Commercial elevator installation can be undertaken in both new and existing buildings. Leading manufacturers offer high quality systems that can:
>> Provide a safe and trouble-free ride
>> Can accommodate heavy traffic
>> Are user-friendly
>> Have good speed for shorter ride times
>> Feature high load capacity to transport people as well as goods
>> Increase the resale value of the building
>> Can be easily installed and maintained
Comprehensive Range of Features
Modern commercial elevators are equipped with superior safety features to ensure safe and comfortable floor-to-floor access. Some of these standard features include automatic controls, telephone system, emergency battery lowering unit, backup lighting, door interlocks, overspeed governor, flow control valves, negative pressure module, one-touch screen controls and modular rail system and power back up facility.
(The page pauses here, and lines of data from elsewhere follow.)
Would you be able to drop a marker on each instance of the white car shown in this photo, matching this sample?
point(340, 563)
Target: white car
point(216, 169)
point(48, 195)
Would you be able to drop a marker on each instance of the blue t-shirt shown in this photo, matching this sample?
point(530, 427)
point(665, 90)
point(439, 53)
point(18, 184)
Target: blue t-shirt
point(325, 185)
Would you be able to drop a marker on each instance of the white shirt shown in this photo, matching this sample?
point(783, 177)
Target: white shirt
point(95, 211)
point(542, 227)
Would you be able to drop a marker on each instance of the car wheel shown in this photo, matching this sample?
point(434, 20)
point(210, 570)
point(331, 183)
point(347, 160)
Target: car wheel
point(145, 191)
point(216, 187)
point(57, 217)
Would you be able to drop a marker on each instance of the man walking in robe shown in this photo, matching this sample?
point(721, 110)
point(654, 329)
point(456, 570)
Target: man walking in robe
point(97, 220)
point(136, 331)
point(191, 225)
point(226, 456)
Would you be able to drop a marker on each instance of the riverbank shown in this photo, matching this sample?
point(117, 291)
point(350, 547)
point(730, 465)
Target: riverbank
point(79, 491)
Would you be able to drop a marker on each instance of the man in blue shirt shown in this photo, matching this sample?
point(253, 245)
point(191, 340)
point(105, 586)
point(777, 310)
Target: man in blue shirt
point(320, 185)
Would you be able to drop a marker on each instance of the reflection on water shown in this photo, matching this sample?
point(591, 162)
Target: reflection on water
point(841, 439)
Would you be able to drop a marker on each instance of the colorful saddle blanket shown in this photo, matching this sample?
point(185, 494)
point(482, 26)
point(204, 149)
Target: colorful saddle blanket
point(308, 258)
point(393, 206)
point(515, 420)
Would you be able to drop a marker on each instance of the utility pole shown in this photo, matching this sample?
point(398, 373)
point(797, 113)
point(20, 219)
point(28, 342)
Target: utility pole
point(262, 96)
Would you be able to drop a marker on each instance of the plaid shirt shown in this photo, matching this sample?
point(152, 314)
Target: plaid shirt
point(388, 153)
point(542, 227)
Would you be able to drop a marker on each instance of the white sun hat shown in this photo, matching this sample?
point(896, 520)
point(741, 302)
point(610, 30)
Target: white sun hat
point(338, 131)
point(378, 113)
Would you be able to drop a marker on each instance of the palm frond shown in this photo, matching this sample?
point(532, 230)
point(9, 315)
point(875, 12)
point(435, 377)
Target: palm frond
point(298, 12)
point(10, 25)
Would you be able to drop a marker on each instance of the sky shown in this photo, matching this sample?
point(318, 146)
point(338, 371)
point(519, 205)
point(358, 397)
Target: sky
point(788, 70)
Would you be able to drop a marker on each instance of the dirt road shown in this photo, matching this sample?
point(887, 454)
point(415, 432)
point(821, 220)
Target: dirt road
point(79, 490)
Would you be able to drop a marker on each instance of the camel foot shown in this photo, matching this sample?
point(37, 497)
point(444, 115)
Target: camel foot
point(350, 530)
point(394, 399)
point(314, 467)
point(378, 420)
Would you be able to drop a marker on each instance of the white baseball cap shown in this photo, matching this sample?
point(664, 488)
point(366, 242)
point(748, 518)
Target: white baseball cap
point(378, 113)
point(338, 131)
In addition, there are systems featuring in-use indicator lights on hall station, manual swing door, digital floor indicators, and open/close buttons for easy opening and closing of the doors.
With the increase in demand of accessibility equipment for commercial applications, leading manufacturers offer models suitable for both high-rise and low-rise buildings. Top models come with load capacities between 1000 lbs to 6000 lbs. Hydraulic models can be used in commercial spaces with around 2-8 floors and can reach speeds up to 200 ft/minute. Limited Use/Limited Application (LU/LA) elevators such as the Orion from Savaria, Serenus from Federal Elevator and Journey from Cambridge Elevating are ideal for low-rises with up to three floors.
Before purchasing an elevator, think about your budget. Determine the number of building levels the system will need to travel as well as how many persons on average are expected to use the elevator and how many times. Decide what features the system should have as accessibility equipment for commercial settings come with different types of drive systems and design.
Choose a Reliable Supplier
Finding a reliable elevator company is in the purchase process. Proper installation and maintenance of commercial elevators is necessary to avoid accidents leading to litigation and compliance issues. A professional dealer will offer support right from the stage of choosing the appropriate system to the planning of the project and installation to meet state and local building codes. They will also offer comprehensive support for testing, inspection, maintenance and repair as well as emergency on-call support.